Course Schedule :: Project
This course is a broad overview of data mining, integrating related concepts from machine learning and statistics; exploratory data analysis, pattern mining, clustering and classification; applications to scientific and online data. By the end of the semester you will be able to:
All course communication will be via Piazza. We will post often to Piazza, so you should plan to check it often (every day).
I expect all students to have had some previous exposure to basic probability, statistics, algorithms, and data structures. You should be able to design and develop large programs and learn new software libraries on your own.
We will read some selections from:
The grading scale is A: 90-100, B: 80-89, C: 70-79, D: 60-69, F: 0-59. The course grading policy is as follows:
Participation (5%). Attendance in class and participation in the discussion are both important to your success in the course. We expect you to participate in online discussions on Piazza. Over the course of the semester, you should post at least one substantive, interesting post to the discussion forum. You must also participate in at least three threads on Piazza. Towards your participation grade, the final day to post to the discussion group is November 27. (Of course you are welcome to continue to post afterwards, but these posts will not count toward your participation grade.)
Quiz (10%). We will have one quizzes during our regular class period on October 11, worth 10%. The quiz is closed book, but you may bring one standard 8.5" by 11" piece of paper with anything you deem appropriate or significant (front and back). No devices allowed.
Final Exam (30%). We will have a comprehensive two-hour final exam on Monday, December 9, from 8am to 10am. For the final, you may bring two standard 8.5" by 11" pieces of paper with anything you deem appropriate or significant (front and back). No devices allowed.
Homework (25%). We will have several homework assignments. These will be a mix of programming assignments and problem sets. Programming assignments will be in Python; we make no expectations that you have been exposed to Python before, but we do expect you to come up to speed rapidly.
All homework assignments must be submitted by 11:59pm Central time on the due date. For the homework assignments, you may talk to any other class member or work in groups to discuss the problems in a general way. However, your actual detailed solution must be yours alone. If you do talk to other students, you must write on your assignment who it is that you discussed the problems with. Your submitted work must be written solely by you and not contain work directly copied from others.

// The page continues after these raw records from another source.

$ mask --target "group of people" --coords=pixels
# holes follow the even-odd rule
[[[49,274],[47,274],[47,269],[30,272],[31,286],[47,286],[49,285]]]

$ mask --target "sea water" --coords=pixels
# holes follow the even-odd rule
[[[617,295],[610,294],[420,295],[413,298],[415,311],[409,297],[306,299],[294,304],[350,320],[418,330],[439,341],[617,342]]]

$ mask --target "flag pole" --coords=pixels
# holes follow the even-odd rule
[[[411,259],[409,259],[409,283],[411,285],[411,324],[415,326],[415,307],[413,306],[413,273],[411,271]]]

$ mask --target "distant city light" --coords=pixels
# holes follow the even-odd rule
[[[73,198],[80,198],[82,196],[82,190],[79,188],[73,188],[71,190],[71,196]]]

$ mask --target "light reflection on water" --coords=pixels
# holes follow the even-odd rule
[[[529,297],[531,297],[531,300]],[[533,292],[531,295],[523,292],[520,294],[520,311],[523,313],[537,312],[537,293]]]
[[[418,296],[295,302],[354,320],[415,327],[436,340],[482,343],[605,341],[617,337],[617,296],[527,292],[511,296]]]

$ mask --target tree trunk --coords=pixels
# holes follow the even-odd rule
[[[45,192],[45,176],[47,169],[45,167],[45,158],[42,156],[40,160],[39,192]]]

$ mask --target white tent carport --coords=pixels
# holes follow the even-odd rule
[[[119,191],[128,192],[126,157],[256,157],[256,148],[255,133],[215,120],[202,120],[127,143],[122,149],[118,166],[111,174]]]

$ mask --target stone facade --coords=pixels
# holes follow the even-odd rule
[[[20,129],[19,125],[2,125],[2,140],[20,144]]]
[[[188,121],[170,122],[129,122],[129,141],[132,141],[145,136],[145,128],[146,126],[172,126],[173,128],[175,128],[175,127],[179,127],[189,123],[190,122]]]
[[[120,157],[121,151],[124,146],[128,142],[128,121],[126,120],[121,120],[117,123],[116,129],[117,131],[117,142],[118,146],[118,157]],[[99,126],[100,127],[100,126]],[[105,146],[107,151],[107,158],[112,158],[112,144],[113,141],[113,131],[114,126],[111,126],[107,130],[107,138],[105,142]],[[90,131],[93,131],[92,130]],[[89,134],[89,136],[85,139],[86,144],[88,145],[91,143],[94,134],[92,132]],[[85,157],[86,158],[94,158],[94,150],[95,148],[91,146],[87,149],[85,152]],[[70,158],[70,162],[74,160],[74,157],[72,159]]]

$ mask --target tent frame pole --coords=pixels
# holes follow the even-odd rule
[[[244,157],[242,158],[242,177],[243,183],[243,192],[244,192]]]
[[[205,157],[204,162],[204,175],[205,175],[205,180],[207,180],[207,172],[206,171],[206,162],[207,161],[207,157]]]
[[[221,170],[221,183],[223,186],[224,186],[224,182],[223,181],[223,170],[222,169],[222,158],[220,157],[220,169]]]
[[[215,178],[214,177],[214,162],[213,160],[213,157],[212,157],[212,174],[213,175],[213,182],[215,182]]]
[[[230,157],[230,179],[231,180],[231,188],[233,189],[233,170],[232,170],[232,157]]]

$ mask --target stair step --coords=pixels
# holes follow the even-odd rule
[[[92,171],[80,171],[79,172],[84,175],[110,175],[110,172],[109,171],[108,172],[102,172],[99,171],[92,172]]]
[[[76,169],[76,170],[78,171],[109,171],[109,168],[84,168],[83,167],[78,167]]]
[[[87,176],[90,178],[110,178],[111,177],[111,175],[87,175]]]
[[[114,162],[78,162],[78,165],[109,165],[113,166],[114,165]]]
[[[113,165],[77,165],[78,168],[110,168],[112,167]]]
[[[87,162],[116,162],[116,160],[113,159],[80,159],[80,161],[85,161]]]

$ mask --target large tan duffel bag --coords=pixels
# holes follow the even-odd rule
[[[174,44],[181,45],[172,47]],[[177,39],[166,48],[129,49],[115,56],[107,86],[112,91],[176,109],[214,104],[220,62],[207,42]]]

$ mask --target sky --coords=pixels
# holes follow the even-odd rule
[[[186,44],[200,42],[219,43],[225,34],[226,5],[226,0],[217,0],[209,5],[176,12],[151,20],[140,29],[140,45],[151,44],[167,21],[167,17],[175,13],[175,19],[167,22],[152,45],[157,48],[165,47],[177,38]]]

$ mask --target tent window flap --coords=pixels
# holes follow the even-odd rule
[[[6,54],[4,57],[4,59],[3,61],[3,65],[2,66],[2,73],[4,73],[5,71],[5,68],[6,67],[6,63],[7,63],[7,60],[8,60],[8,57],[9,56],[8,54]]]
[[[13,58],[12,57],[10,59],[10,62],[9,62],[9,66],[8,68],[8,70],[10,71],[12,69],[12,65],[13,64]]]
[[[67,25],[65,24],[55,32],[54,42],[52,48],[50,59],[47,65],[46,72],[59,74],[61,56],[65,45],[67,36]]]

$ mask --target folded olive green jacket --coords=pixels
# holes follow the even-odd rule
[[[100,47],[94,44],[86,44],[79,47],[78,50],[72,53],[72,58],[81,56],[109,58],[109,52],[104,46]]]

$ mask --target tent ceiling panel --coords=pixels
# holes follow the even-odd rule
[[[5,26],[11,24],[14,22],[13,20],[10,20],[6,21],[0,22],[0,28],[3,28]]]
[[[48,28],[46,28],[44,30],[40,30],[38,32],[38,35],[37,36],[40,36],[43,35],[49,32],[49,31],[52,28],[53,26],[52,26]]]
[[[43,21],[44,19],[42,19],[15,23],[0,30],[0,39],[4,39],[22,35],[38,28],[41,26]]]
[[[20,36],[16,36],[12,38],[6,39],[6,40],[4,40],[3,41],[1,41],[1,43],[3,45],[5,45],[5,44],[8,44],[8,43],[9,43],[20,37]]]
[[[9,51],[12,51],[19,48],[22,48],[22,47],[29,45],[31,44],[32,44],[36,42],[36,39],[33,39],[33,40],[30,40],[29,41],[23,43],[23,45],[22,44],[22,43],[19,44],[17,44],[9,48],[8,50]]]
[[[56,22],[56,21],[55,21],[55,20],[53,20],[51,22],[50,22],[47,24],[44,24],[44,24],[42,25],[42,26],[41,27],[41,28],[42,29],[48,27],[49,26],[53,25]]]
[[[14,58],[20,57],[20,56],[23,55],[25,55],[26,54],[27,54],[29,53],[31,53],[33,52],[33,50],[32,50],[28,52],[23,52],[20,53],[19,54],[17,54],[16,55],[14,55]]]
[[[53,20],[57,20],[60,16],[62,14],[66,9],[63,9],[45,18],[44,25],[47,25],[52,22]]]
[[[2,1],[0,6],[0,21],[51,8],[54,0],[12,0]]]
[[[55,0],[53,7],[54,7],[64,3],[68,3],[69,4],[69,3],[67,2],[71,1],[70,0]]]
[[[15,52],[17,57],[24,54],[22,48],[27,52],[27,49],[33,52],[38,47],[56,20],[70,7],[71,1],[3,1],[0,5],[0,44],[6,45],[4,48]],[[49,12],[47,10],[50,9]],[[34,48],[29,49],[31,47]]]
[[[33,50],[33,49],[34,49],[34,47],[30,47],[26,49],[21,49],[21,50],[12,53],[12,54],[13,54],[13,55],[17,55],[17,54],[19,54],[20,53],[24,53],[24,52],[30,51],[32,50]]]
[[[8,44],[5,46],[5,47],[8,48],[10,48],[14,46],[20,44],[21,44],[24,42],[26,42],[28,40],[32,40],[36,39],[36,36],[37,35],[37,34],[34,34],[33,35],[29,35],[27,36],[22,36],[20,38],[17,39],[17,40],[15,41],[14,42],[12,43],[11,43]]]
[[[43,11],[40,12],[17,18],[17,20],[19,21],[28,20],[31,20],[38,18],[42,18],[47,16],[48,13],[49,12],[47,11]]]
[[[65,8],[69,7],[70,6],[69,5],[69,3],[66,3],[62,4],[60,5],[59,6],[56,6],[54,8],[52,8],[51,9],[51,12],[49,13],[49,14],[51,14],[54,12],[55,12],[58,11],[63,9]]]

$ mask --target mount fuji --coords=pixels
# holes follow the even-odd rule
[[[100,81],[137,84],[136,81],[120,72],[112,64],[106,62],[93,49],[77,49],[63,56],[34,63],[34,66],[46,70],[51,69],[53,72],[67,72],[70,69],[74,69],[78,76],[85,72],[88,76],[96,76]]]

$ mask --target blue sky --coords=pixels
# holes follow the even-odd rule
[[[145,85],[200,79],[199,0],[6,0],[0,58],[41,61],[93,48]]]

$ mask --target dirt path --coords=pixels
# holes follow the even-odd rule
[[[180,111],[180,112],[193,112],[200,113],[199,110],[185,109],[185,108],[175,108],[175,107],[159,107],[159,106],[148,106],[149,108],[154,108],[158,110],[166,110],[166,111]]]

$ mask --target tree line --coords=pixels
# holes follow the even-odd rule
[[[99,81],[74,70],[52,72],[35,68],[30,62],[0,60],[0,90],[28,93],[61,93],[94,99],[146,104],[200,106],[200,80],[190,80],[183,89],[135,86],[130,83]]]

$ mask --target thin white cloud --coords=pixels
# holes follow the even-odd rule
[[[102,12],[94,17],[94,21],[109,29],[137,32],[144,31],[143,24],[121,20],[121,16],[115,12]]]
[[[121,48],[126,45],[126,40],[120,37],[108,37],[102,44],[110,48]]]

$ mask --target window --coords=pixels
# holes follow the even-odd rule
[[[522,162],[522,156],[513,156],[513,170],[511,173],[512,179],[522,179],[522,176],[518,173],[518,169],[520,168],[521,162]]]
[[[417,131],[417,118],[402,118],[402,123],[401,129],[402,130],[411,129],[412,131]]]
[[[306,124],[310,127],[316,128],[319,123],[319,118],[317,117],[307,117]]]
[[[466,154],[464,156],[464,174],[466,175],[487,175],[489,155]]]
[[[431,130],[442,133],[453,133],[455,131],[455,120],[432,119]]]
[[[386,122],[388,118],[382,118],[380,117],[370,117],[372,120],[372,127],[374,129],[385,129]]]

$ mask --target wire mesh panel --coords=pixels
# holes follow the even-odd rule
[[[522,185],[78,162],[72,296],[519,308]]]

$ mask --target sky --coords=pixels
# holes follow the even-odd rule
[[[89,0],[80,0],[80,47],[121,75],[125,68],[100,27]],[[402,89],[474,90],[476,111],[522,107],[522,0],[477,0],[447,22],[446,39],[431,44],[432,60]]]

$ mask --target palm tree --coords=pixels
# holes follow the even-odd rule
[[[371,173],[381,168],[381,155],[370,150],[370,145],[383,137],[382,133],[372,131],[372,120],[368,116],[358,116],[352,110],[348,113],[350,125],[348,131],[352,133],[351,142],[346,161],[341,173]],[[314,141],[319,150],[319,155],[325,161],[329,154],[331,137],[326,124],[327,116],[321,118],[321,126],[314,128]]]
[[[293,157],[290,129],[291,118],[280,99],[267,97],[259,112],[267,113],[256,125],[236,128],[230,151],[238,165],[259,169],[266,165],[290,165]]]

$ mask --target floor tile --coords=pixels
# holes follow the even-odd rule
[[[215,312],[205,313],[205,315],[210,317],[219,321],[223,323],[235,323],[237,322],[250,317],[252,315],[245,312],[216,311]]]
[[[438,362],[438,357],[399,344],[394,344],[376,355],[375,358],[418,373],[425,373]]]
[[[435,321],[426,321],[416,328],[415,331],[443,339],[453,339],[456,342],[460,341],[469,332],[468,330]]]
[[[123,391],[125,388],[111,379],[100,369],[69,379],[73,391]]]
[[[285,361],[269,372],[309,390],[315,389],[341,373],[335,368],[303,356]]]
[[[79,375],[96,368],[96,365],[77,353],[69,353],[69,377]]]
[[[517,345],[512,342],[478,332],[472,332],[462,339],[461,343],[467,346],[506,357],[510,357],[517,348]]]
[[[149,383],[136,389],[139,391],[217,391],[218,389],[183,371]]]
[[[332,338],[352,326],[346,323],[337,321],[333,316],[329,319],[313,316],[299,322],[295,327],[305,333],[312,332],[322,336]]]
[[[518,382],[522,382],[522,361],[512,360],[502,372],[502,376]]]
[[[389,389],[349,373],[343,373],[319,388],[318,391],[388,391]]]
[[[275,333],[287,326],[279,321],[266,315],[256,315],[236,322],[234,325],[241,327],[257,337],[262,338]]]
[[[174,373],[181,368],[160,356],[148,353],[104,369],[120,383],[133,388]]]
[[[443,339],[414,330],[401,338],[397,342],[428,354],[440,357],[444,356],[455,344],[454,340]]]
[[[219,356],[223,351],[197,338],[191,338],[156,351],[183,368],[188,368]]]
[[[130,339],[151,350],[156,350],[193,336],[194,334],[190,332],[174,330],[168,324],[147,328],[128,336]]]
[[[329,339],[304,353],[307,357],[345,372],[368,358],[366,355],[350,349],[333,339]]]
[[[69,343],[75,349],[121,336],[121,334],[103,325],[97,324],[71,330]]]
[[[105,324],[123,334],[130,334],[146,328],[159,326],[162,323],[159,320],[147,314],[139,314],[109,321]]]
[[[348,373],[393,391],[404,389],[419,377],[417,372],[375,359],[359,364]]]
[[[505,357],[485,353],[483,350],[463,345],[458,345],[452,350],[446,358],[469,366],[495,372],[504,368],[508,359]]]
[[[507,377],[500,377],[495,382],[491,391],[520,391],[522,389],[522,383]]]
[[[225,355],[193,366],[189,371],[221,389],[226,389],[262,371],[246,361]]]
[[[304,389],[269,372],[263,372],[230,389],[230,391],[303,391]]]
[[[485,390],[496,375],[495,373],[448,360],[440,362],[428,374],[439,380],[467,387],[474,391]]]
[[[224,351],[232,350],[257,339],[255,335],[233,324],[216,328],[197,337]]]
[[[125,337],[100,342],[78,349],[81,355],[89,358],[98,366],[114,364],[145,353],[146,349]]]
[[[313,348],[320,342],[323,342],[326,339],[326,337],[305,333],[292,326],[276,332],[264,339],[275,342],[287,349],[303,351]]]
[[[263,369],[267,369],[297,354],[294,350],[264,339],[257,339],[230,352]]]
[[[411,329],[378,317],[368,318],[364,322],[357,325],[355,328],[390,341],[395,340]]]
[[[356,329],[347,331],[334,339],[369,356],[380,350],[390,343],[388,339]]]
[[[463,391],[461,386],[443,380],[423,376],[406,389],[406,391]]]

Homework Collaboration Clarification: To clarify, your homework is yours alone and you are expected to complete each homework independently. Your solution should be written by you without the direct aid or help of anyone else. However, we believe that collaboration and team work are important for facilitating learning, so we encourage you to discuss problems and general problem approaches (but not actual solutions) with your classmates. If you do have a chat with another student about a homework problem, you must inform us by writing a note on your homework submission (e.g., Bob pointed me to the relevant section for problem 3). The basic rule is that no student should explicitly share a solution with another student (and thereby circumvent the basic learning process), but it is okay to share general approaches, directions, and so on. If you feel like you have an issue that needs clarification, feel free to contact either me or the TA.
Homework Plagiarism Policy: We will use the Stanford Moss system to check homework submissions for plagiarism. Students found to have engaged in plagiarism will be punished severely, typically earning an automatic F in the course and being reported to the Aggie Honor System.
Homework Late Days: For the homework assignments, you have a total of 5 late days that you can use during the semester. However, a single assignment can be submitted up to 3 days late only, so we can post solutions in a timely fashion. For the purposes of the class, a late day is an indivisible 24-hour unit. Once you exhaust your 5 late days, we will not accept any late submissions.
Project (30%). For the project, you will work in teams of three or four on a problem related to data mining for social good.
Regrade Policy: If you feel that we have made an error in grading, you may resubmit the assignment for a regrade within 7 days of receiving your graded assignment. You must include a brief written statement describing what portion has been graded in error. Note that we reserve the right to examine the entire assignment, so there is a chance we may find errors in your assignment that we missed before.